Fahrtraining für Pedelec-Fahrer
Senioren üben in der Jugendverkehrsschule
Pedelecs werden immer beliebter. Auch auf den Straßen und Radwegen von Essen und Mülheim an der Ruhr sieht man immer mehr dieser Fahrräder mit elektrischem Hilfsmotor. Vor allem jetzt im Sommer. Doch immer wieder kommt es auch zu teilweise schweren Unfällen mit den schnellen Rädern.
Im März stürzte ein 81-jähriger Pedelec-Fahrer in Mülheim und verletzte sich schwer. Und das ist leider kein Einzelfall. Während die Zahlen der verunglückten Radfahrer insgesamt sanken, hat sich die Zahl der verunglückten Pedelec-Fahrer im Bereich des Polizeipräsidiums Essen von 26 im Jahr 2018 auf 52 im Jahr 2019 verdoppelt. Und auch im ersten Halbjahr 2020 setzt sich dieser Trend offenbar fort.
Unter den Verunglückten im vergangenen Jahr(2019) befanden sich elf Senioren, im Jahr davor (2018) waren es acht. Dass die Zahlen der an Unfällen beteiligten Pedelec-Fahrer steigen, liegt auch daran, dass immer mehr Menschen Pedelec fahren. Auch bei den über 60-Jährigen sind die Räder beliebt. Das beobachtet auch Polizeihauptkommissar Hans-Joachim Ruhl von der Essener Polizei. "Es fahren immer mehr ältere Menschen Pedelec", sagt der Polizist, der seit fast 20 Jahren im Bereich Verkehrssicherheit arbeitet. Er begrüßt die neue Mobilität im Alter, schließlich sei Radfahren gesund, man sei viel an der frischen Luft. "Und das Pedelec fährt ja auch nicht komplett von selbst. Man muss schon noch was tun." Aber gerade bei Senioren beobachtet er eine Gefahr: "Die älteren Leute treten beim Pedelec drei Mal in die Pedale und sind schneller als je zuvor mit einem herkömmlichen Fahrrad."

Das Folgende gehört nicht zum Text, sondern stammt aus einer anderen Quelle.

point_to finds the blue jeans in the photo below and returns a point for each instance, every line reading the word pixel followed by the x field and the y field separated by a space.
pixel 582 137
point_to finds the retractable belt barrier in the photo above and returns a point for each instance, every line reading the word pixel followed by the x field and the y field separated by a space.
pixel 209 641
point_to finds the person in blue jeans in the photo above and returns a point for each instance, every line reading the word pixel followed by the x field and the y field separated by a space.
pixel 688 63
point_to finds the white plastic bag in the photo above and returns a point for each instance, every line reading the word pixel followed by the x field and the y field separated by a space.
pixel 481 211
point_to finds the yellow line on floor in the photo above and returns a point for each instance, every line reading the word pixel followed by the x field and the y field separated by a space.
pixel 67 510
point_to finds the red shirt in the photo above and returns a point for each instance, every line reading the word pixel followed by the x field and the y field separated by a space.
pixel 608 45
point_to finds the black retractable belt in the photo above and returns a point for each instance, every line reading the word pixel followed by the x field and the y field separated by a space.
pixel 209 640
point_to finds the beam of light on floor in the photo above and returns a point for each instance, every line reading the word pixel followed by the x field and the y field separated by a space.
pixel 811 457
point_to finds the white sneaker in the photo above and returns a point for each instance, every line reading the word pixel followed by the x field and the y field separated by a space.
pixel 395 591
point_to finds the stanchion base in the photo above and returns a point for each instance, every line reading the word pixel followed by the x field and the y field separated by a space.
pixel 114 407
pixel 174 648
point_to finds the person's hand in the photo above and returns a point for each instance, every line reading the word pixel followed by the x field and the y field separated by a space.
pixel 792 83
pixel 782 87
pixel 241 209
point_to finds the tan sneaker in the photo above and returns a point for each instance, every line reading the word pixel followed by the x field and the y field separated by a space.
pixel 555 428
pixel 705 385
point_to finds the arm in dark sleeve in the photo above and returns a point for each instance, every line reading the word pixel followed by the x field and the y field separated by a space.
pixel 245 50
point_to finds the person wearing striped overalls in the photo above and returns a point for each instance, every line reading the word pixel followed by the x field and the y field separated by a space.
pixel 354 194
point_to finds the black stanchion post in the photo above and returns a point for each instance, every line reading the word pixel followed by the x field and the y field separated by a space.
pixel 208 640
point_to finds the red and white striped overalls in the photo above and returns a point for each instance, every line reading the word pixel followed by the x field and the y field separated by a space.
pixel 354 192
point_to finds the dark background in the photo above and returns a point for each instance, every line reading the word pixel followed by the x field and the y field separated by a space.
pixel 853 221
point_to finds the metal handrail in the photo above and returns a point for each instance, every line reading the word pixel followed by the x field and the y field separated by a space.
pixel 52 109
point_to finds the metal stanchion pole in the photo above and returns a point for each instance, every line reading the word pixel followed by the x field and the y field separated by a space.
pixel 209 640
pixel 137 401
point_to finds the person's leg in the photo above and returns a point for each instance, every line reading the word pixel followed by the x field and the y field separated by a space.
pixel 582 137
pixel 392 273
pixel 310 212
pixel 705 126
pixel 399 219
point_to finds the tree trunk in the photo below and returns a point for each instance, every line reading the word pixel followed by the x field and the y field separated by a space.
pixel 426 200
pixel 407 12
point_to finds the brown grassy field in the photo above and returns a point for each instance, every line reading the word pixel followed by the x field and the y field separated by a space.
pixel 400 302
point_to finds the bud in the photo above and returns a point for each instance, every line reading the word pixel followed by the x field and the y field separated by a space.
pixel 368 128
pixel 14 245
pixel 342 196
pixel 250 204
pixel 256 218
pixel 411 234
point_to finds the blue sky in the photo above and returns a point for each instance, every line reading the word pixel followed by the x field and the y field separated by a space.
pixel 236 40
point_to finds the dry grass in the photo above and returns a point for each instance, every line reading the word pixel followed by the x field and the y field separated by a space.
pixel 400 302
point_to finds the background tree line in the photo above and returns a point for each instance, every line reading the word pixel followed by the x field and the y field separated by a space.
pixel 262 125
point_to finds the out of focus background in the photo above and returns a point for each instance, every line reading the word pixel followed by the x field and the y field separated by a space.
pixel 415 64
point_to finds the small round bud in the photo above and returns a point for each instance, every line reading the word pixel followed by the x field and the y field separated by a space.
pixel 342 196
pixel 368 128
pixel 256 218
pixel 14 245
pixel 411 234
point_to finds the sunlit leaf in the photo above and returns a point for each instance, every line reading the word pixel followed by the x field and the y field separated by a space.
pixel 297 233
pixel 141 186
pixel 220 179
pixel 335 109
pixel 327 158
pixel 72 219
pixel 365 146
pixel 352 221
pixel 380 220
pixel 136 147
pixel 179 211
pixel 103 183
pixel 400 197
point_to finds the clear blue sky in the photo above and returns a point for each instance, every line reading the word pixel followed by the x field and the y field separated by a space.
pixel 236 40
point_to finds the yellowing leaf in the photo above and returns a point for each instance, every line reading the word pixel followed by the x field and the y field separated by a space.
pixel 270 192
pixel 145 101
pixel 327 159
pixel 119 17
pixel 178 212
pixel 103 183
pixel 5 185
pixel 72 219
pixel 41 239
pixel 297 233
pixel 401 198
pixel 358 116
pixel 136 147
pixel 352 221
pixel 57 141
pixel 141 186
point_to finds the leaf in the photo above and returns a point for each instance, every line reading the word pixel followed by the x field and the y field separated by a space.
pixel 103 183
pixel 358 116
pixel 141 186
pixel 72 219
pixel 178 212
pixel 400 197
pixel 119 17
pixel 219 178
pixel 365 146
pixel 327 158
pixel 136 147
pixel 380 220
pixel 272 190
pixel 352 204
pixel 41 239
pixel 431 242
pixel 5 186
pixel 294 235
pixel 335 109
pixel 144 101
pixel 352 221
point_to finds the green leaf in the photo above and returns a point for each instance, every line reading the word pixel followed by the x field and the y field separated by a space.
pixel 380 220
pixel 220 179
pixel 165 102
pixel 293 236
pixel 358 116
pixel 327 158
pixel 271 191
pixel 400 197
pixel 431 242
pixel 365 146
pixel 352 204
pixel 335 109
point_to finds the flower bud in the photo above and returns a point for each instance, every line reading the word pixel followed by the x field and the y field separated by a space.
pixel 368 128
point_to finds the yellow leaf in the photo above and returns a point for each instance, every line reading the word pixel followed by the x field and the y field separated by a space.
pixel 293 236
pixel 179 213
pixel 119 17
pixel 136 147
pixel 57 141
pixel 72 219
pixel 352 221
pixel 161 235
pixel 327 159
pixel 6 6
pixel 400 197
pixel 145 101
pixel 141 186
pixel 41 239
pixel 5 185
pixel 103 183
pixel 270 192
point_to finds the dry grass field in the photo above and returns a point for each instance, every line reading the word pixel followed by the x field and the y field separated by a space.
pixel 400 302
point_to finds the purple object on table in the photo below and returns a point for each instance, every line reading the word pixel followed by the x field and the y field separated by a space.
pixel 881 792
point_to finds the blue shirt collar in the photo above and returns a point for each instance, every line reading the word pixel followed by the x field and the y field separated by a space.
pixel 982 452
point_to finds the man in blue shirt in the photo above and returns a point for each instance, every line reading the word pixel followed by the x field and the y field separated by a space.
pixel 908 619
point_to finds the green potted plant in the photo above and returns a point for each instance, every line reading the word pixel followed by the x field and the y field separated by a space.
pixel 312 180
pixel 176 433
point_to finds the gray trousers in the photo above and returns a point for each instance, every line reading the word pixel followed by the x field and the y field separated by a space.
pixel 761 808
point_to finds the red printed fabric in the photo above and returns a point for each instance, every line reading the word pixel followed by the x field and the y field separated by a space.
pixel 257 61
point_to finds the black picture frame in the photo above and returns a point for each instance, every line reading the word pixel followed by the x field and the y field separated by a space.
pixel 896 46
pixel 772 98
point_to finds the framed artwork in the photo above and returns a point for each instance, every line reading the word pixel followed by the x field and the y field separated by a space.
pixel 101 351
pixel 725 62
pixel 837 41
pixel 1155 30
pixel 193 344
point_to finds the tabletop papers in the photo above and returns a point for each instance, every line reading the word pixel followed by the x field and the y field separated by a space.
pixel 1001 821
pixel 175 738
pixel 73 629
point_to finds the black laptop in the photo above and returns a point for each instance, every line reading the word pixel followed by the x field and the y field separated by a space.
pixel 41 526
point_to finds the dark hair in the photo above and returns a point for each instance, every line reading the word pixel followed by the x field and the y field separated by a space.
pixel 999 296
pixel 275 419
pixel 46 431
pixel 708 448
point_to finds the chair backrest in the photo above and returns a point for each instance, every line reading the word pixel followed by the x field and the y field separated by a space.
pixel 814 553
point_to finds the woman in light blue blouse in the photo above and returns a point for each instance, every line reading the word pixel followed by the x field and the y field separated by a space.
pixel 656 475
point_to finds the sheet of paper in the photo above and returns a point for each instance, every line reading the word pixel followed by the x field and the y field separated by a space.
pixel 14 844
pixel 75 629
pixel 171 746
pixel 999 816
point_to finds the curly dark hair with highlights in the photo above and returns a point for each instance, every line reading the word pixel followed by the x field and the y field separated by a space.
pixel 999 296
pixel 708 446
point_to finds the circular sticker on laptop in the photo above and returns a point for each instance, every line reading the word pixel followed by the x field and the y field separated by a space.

"Viele Senioren fahren sehr gut und sicher, andere sind mit der Geschwindigkeit ihres Rades überfordert."
Und genau diese höhere Geschwindigkeit der Pedelecs stellt eine Gefahr dar, vor allem bei älteren Fahrern. "Viele Senioren fahren sehr gut und sicher, andere sind mit der Geschwindigkeit ihres Rades überfordert", sagt Ruhl. Deshalb sei es sehr wichtig, dass der Fahrer das Fahren übt und seine Grenzen kennt. "Viele Leute kaufen sich ein Pedelec und fahren einfach los. Ohne sich Gedanken darüber zu machen, dass so ein Fahrrad quasi eine ganz andere Nummer ist."
Denn mit einem Pedelec fährt man nicht nur schneller, sie sind auch deutlich schwerer als normale Fahrräder. Das bedeutet eine insgesamt schwierigere Handhabung und einen längeren Bremsweg, trotz der oft sehr guten Bremsen. "Gerade das Bremsen will geübt sein", sagt Ruhl. "Wer sich hier verschätzt und zu heftig bremst, verliert leicht die Kontrolle über das Rad und stürzt."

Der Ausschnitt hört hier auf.